Your education has prepared you to engage these circumstances with a
healing purpose, to make better what is good.
This doesn’t mean that your education or any other aspect of
your life is not given to you for your own happiness. As Jesus prepares his disciples for their mission he
promises them a share in his joy, and in fact we hear him telling his
disciples, “to be of good cheer,” be happy!
They key to joy and happiness is taking up the mission that
Jesus gives to us. In one of
Jesus’ most famous parables, the parable of the talents, the master in the
parable congratulates his hard working disciples who have worked to increase
what was given to them. He says to
them, “Well done, good and faithful servant. You have been faithful over little; I will set you over
much.

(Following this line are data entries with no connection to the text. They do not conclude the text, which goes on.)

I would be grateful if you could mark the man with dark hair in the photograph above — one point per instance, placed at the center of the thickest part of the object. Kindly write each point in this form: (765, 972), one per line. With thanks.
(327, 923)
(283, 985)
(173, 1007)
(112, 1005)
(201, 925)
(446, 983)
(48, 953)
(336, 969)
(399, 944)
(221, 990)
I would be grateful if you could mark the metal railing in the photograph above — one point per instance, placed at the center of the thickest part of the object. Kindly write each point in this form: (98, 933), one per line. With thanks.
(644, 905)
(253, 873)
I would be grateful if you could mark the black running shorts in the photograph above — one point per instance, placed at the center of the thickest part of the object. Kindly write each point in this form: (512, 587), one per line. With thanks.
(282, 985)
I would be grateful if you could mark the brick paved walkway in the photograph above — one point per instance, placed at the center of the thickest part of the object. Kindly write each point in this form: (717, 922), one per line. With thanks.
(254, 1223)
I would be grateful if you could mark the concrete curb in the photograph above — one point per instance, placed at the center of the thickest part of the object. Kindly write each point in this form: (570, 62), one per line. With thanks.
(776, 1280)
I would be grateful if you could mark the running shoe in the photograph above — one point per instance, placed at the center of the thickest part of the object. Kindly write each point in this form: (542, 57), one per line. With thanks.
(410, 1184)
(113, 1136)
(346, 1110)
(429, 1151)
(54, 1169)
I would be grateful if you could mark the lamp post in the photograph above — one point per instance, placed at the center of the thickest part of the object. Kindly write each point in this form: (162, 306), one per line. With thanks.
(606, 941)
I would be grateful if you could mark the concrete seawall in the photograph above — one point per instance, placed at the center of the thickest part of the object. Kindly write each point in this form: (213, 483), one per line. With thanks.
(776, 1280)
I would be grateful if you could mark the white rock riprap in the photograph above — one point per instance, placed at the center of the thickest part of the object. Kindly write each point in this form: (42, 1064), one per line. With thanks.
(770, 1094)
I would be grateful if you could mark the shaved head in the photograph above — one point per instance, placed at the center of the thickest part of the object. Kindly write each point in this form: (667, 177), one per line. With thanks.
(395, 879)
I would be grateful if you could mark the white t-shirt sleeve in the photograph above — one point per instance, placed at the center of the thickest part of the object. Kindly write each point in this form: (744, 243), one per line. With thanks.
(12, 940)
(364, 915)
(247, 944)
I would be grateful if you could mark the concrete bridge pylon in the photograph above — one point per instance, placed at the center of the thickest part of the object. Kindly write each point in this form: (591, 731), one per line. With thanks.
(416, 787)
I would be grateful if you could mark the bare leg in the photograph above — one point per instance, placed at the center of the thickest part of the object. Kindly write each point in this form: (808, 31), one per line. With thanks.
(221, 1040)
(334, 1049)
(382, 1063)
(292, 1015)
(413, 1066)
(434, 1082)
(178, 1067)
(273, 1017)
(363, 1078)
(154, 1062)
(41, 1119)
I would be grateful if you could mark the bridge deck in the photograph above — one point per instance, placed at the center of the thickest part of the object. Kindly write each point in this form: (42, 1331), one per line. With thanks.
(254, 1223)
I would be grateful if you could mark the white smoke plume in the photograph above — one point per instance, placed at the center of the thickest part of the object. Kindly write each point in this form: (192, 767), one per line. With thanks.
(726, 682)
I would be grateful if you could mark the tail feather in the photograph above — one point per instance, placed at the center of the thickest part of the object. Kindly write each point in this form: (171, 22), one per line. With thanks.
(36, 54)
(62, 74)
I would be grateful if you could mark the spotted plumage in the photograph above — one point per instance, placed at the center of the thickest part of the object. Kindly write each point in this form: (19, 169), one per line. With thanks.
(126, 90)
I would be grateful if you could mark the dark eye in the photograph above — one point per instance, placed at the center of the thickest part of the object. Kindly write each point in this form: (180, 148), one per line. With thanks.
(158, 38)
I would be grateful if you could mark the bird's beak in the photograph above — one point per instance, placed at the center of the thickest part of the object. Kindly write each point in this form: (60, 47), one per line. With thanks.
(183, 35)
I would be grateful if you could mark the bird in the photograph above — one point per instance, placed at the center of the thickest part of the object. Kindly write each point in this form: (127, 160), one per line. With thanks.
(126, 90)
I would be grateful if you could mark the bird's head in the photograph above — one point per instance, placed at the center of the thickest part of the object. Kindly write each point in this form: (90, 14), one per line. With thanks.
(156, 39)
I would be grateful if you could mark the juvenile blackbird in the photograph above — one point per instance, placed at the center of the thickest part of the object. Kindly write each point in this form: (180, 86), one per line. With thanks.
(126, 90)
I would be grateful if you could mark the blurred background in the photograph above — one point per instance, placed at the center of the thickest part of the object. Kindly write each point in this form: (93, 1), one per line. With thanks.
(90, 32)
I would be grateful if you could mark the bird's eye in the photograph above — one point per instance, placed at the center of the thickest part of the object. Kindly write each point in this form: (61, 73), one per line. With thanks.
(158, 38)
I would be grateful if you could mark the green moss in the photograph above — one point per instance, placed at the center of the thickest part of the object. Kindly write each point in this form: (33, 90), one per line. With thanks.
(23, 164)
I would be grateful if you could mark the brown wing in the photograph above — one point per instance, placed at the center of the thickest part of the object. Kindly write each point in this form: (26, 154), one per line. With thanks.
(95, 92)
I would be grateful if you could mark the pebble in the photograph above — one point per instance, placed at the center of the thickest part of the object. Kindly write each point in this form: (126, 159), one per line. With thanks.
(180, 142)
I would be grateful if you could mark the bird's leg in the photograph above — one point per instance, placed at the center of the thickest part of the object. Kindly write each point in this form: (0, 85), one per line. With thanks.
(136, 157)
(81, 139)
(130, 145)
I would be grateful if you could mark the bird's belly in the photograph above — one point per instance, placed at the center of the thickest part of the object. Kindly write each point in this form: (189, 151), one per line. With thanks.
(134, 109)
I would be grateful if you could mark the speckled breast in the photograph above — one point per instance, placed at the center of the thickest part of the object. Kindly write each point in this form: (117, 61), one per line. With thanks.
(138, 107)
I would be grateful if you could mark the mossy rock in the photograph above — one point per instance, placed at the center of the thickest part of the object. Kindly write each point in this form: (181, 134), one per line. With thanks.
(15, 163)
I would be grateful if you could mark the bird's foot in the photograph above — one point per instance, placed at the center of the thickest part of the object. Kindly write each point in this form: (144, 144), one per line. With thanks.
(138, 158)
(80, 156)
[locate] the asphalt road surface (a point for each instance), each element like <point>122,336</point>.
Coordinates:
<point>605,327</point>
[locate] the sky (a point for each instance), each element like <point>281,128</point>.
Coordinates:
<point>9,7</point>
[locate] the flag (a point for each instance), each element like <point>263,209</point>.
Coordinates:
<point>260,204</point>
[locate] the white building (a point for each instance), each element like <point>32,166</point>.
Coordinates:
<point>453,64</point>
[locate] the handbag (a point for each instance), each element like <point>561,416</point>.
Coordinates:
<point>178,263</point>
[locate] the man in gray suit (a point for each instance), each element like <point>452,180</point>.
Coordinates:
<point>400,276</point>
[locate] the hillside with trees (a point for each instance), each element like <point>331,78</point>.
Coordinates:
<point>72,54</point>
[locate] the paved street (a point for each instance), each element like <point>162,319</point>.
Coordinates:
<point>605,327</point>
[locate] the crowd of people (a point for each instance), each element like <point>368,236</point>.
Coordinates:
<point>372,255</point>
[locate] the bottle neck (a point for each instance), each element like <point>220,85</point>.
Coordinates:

Enter into the joy of your
master…” These words indicate that
to enter the joy of the master is to take up his work, to take up his
mission. And this is exactly what
we see in Jesus’ disciples. The
men and women who fled in terror on the day of Jesus’ crucifixion now display
not only a supernatural courage in going out into the whole world, but even joy
as they face the opposition of the world to their Christian mission.
As Jesus prepares his disciples for their mission he prays
that the joy shared between him and his Father be in his disciples, and that
“their joy be complete.” The joy
of your graduation is great, but for all its greatness it is still
incomplete. There is more to
come. Your joy will be made
complete as you devote what has been given to you at Oakland Catholic to the
living out of a good, holy life; a life that embraces the goodness of the world;
a life of loving service to God and to neighbor.